Read more: Carneiro set for punishment after Mou run-in
Carneiro is expected to be relieved of duties at matches and on the training ground after Mourinho publicly criticised her and physiotherapists Jon Fearn's eagerness to run onto the field to attend to an apparently injured Eden Hazard during Saturday's 2-2 draw with Swansea.
Mourinho called the medical staff "impulsive and naive" for rushing onto the field to treat Hazard in the dying moments of the game as treating the winger meant Chelsea would be temporarily reduced to nine men as they chased a winner with Thibaut Courtois having already been sent off.
Yet the representative body of football medical staff today insisted Carneiro had simply been performing her "duty and obligation" to her patient beyond extraneous factors such as "the stage and state of the game".
In a statement Football Medical Association chief executive Eamonn Salmon explained:
"If a player sustains or appears to sustain an injury and indicates that he needs assistance, it is the duty of the referee to permit medical assessment and evaluation to be provided.
"At that moment the player becomes a patient of the medical team and it is the duty and obligation of club medical staff to attend to that patient accordingly and without prejudice to the interests of anyone else including the club employing them.

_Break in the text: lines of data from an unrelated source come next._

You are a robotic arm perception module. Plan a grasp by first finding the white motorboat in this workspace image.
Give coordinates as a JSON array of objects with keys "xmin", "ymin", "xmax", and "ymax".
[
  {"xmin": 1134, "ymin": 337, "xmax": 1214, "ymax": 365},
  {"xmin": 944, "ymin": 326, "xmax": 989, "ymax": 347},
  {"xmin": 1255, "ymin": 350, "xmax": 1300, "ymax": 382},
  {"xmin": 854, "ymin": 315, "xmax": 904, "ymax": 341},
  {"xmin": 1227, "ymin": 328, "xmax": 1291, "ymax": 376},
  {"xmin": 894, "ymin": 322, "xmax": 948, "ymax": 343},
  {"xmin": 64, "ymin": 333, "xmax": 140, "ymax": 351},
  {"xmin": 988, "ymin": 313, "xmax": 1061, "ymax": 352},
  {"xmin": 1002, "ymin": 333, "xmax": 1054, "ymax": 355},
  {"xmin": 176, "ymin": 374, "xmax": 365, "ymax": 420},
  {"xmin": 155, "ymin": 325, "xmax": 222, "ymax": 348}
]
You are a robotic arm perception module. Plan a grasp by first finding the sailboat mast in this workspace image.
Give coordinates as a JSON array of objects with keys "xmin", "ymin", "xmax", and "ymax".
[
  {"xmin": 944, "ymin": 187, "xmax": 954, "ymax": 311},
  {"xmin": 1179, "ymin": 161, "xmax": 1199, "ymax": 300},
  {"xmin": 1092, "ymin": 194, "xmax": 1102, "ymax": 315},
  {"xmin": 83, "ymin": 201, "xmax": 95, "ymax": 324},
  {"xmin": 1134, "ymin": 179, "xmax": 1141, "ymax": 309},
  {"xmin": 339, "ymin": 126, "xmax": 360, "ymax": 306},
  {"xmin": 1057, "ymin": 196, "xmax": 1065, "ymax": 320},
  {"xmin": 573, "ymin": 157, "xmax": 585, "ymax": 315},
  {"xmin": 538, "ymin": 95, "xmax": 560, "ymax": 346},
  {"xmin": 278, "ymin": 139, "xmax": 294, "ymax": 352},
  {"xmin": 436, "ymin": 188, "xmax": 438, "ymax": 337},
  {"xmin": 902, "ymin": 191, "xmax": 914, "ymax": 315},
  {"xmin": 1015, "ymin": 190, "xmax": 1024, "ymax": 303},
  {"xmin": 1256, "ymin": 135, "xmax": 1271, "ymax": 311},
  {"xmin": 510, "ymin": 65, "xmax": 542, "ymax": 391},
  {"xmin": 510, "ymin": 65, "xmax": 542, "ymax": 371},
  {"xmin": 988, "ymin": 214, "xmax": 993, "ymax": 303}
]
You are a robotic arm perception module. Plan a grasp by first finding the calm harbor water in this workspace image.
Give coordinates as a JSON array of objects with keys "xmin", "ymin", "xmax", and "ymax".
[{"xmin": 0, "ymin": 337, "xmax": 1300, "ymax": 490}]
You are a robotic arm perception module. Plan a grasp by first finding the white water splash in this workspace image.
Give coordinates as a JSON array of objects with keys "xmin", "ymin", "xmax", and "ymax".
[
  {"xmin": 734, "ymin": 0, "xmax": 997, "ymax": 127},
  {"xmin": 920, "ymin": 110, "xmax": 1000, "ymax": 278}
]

"The Football Medical Association fully supports the actions of our members and colleagues in this incident who acted with integrity and professionalism at all times, fully cognisant of the rules of the game and in full accordance with that duty of care to their patient.
"Factors extraneous to the immediate medical needs of the patient (such as the stage and state of the game) cannot be part of their consideration at such time."